As the afternoon progressed, the bite started picking up:letsdrink We caught several nice bream just like these:::




























As I was catching some of these bream, I noticed the bass were smacking the stew outta my bobber:letsdrink Sooooooo I told Logan to put on some light top water minnow of some sort......He did and after a few casts, here is the result!!!:letsdrink










BUT::::: Even dad can catch a monster too!!!:letsdrink:letsdrink:letsdrink










All in all we had a great afternoon of wettin' a hook....On the way out at dark there was a lone deer in the pasture which, with my luck,:doh was probably a buck:banghead and I had no gun:nonono:letsdrink:letsdrink:letsdrink


----------



## joebuck (Oct 1, 2007)

Nice catch Jason.

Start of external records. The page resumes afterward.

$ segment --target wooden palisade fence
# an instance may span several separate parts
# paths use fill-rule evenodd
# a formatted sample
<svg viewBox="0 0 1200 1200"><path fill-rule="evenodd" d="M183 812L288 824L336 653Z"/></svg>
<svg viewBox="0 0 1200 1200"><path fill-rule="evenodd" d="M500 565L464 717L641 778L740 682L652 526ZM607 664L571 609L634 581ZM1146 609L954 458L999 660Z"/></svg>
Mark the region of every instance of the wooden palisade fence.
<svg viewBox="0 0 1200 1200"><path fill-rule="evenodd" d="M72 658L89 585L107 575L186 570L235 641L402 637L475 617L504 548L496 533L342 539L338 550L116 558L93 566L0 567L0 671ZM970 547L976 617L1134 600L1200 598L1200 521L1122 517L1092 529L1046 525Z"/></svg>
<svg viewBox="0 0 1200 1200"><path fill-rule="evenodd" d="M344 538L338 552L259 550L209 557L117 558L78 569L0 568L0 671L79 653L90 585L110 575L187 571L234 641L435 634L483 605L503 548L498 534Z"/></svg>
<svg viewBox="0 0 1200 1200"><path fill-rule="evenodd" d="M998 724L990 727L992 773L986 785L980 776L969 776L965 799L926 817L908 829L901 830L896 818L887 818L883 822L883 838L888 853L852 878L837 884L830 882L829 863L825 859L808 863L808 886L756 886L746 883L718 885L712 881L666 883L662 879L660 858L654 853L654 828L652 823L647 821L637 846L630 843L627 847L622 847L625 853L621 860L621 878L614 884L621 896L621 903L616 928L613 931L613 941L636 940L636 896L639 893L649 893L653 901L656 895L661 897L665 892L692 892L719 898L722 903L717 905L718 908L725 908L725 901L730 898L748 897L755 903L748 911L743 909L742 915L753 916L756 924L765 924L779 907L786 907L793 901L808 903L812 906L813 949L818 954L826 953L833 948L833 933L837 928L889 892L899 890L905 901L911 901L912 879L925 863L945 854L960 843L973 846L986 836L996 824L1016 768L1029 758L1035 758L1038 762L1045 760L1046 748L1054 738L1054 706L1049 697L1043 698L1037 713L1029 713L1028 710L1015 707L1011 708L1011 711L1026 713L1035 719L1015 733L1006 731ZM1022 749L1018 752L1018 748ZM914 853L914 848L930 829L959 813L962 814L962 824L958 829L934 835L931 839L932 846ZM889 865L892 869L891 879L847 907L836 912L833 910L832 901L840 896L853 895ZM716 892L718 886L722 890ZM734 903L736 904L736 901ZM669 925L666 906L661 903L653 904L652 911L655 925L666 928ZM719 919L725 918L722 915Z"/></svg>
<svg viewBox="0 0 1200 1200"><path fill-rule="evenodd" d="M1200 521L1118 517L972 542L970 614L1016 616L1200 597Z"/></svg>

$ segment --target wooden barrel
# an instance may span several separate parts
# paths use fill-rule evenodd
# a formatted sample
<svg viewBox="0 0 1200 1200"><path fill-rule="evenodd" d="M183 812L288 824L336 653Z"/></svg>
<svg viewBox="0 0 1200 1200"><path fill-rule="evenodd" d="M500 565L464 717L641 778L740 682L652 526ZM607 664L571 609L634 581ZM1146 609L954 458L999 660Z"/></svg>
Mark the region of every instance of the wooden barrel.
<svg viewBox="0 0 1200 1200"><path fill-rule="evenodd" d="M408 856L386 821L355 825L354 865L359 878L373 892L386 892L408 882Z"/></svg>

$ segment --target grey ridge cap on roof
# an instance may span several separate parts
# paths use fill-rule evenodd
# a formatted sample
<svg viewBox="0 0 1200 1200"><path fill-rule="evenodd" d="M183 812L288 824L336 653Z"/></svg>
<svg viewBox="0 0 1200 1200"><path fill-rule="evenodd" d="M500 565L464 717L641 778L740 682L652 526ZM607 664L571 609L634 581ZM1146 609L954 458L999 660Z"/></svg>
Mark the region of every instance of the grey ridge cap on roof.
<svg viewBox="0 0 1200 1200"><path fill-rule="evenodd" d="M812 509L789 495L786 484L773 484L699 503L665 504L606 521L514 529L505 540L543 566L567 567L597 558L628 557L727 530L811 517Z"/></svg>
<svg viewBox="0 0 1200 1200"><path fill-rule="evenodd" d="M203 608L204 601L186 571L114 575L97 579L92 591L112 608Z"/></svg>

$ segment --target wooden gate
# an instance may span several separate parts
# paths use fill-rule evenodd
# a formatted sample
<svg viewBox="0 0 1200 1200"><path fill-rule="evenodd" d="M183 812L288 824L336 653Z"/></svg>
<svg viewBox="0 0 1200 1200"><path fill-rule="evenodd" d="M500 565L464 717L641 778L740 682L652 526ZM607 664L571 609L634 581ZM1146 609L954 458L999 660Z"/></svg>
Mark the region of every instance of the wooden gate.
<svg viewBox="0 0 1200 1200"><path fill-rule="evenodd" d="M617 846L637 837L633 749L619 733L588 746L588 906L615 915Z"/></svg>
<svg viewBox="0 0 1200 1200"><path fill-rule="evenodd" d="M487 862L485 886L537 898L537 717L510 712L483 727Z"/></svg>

Kind of hard to want to hunt when it is so hot. Glad you guys got out to do some fishing. I can't believe you went out without a rifle in the truck. :nonono This is not like you at all!!! BTW, I like the ground blind in the background. :clap Happy New Year to you and the family.


----------



## wld1985 (Oct 2, 2007)

Jason looks like some good results... But on the last pic, you forgot to hold it out away from you to show the biggness:doh...


----------



## SKEETER (Dec 28, 2007)

Jason,

Tell Logan congrats, and to keep out fishing his ole man. Looks like a good time was had.


----------



## surfstryker (Sep 28, 2007)

Nice bass, Jason......JKoke Dont you love it when the boy outfishes ya? Looks like you guys had a good day.


----------



## Mike aka FishWerks (Oct 22, 2007)

Great report and pics...nice fish!:clap


----------



## Murphy's Law (Sep 27, 2007)

Looks like a good father and son trip :clap Thanks for posting Jason.


----------



## RiVerRaT (Dec 14, 2007)

Looks like you guys had fun !!! Nice bass and thanks for posting

:letsdrink


----------



## Garbo (Oct 2, 2007)

Dang, That's a cool report. Good Pics too.


----------



## patriot10 (Dec 1, 2007)

*:toast Thats what I'm saying can't hit the woods hit the water. Nice catch, bet it was a gas. Thinking about hitting a lake tomorrow if this Temp. stays up....nice catch again..:clap*


----------



## jaster (Oct 7, 2007)

Nice report Jason, sounds like, yall should have been in the blind,lol. Just, move it a little closer and ya'll can kill 2 criters with two diffrent methods!


----------